Quand j’étais encore petit, mon père nous a quittés. Ma mère est tombée dans une forte dépression et a commencé à boire. J’ai été élevé chez ma grand-mère maternelle. Quand ma mère est morte, j’étais adolescent et je couvais en moi un désir de vengeance. Par la suite j’ai connu une fille qui m’a introduit dans une communauté paroissiale. A travers ces personnes, j’ai petit à petit découvert Dieu, la vie intérieure, en retrouvant la paix et l’équilibre. Lorsque nous nous sommes mariés, je pouvais dire que cette communauté était ma famille. Un jour, un homme est arrivé sur mon lieu de travail et s’est présenté comme étant mon père. Il était désolé et avait peur de ma réaction. Malgré la surprise, je l’ai accueilli chaleureusement, je lui ai parlé de la petite qui était née et je l’ai invité chez nous. Après une semaine il est venu avec sa compagne. Ma femme et moi les avons accueillis affectueusement en leur faisant fête. Plus que des grands-parents, ils nous semblaient des enfants adoptifs. Depuis lors la vie de notre famille a changé ainsi que la leur. C’est comme si le passé n’existait plus, seule existe la volonté de repartir de zéro.

P.P. – Serbie

 La caricature

Un copain a fait une caricature de moi, il l’a photographiée ; il l’a ensuite distribuée à toute l’école. J’aurais voulu le frapper ! Mais plus tard j’ai décidé de l’accoster et de lui parler calmement. Et même, je lui ai proposé de venir chez moi, faire nos devoirs ensemble puis d’aller voir un film.
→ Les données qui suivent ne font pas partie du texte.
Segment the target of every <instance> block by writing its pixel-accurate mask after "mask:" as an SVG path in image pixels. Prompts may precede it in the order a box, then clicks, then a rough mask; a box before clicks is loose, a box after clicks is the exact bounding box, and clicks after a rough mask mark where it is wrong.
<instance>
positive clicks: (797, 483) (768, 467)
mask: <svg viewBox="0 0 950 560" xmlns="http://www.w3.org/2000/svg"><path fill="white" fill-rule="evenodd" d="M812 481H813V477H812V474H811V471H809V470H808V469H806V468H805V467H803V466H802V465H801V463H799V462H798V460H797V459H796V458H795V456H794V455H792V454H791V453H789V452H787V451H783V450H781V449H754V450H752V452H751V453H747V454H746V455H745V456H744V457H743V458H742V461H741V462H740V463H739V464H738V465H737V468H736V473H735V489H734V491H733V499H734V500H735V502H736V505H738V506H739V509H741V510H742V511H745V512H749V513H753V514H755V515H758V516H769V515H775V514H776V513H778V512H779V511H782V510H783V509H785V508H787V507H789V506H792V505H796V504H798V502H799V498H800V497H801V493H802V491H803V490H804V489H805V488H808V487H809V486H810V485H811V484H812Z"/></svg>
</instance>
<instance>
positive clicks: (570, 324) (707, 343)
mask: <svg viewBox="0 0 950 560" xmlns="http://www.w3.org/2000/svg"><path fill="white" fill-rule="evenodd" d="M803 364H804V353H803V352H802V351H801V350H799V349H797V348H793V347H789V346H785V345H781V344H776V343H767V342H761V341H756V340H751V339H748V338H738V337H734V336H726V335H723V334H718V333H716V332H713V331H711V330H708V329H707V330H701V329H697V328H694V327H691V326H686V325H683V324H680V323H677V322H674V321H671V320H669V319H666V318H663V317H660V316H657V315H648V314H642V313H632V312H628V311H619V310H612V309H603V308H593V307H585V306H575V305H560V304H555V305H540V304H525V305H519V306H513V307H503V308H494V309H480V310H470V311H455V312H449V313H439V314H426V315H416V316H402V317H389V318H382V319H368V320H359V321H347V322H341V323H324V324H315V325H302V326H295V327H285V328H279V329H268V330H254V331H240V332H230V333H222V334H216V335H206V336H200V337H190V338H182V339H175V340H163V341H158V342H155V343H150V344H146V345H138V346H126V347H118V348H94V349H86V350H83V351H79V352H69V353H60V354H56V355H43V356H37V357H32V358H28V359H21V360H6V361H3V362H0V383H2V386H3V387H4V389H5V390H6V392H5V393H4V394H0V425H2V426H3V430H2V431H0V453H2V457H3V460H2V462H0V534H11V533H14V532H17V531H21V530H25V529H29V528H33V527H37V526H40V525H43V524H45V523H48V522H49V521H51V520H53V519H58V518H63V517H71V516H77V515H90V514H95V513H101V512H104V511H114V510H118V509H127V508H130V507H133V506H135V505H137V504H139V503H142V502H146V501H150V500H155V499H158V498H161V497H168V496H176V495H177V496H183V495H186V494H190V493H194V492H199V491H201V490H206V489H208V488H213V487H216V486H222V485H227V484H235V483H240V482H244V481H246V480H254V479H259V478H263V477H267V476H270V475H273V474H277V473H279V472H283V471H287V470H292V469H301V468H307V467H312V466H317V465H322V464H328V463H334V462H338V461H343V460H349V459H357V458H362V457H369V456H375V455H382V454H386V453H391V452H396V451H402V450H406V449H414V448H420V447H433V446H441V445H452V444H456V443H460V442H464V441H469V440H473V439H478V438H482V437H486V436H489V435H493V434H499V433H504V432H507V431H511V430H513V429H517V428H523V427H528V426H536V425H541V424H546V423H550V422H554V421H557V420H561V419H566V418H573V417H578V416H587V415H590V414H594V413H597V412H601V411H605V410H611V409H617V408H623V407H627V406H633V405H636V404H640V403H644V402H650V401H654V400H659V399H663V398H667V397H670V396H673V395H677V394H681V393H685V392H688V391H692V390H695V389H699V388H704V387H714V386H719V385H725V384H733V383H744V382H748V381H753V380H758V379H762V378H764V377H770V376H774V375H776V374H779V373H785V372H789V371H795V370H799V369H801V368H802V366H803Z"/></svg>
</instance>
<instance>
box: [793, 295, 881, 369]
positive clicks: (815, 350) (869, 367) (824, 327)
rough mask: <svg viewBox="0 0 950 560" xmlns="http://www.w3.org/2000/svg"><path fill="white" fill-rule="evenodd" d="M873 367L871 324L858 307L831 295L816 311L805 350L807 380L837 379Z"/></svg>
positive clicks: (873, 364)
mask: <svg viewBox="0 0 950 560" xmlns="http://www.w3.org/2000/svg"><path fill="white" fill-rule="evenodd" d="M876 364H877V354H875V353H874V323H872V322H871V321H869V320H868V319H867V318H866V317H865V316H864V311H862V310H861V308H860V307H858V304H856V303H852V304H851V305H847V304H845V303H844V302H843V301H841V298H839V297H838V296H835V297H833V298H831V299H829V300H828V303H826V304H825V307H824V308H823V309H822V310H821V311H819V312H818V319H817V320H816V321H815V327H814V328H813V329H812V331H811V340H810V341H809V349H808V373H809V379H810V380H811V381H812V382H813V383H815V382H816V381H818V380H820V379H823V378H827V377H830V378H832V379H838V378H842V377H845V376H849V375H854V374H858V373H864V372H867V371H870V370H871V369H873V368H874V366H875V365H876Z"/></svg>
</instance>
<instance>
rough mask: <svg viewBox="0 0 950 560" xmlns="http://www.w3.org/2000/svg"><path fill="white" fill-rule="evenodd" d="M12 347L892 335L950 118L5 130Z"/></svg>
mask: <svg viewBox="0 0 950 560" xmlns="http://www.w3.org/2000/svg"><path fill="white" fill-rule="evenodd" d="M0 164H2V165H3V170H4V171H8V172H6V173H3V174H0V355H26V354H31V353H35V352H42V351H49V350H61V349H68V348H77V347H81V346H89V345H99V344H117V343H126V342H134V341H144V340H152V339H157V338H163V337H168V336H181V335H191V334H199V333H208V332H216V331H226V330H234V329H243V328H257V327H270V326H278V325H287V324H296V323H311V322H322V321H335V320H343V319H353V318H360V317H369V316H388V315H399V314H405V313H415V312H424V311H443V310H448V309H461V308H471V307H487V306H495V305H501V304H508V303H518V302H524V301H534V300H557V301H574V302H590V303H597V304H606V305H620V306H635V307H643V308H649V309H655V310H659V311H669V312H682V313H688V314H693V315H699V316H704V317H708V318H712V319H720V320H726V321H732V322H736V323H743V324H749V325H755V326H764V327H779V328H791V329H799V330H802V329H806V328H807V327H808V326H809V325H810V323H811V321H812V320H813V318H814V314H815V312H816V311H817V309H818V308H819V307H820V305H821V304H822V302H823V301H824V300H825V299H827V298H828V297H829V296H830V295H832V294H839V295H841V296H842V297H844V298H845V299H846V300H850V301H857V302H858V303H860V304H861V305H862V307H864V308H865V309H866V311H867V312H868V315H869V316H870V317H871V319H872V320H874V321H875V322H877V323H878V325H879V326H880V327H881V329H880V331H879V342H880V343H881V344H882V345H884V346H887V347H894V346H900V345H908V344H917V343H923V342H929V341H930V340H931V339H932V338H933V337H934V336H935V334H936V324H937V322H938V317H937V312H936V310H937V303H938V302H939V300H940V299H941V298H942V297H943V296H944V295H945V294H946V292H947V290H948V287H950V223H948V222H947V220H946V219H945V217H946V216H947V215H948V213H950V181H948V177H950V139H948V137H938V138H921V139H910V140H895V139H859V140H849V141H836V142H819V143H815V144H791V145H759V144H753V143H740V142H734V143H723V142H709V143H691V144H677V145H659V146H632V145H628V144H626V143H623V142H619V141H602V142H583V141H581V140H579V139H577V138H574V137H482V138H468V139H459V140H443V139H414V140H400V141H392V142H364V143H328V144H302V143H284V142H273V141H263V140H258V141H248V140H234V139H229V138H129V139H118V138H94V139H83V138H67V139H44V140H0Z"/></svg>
Quand il m’a demandé pourquoi j’avais réagi de cette manière, je lui ai répondu que j’avais appris à voir Jésus dans tous les prochains, sachant que tout le monde peut se tromper. Il a été surpris et il a voulu en savoir plus. Maintenant lui aussi essaie de mettre en pratique les paroles de l’Évangile.

Daniel – Brésil

 L’humanité de Jésus

Les premiers symptômes du mal que j’ai, une sclérose multiple, remontent à l’époque où ma femme Susi attendait notre fille Tecla. Moi qui avais l’habitude de travailler, de faire du sport, je me suis retrouvé à devoir tenir compte des difficultés toujours plus grandes à me déplacer, jusqu’à l’immobilité totale. De plus, dès le début de la maladie, j’ai ressenti en moi le réveil et la soif de véritables valeurs. De nombreuses années sont passées depuis lors. Etre malade, voir que les jambes ne répondent plus, dépendre des autres en tout, souffrir, connaître l’humiliation, se sentir différent : j’ai fait l’expérience de tout cela. Mais la souffrance m’a aidé à comprendre plus qu’avant « l’humanité » de Jésus.

Renato – Italie

 La fleuriste

C’était une soirée très froide. Une fleuriste âgée essayait de vendre ses fleurs. Elle avait sur elle une vieille couverture et elle semblait regarder les gens pressés et indifférents avec résignation. J’ai pensé que si j’avais été à sa place j’aurais aimé quelque chose de chaud. Mais aux alentours pas de bar. J’ai trouvé par contre un garçon qui vendait des gâteaux faits maison. J’en ai pris un pour elle. Quand elle l’a reçu elle m’a remercié, sans dire grand-chose, mais les yeux émus. J’ai repris ma route, en sentant encore son regard sur moi.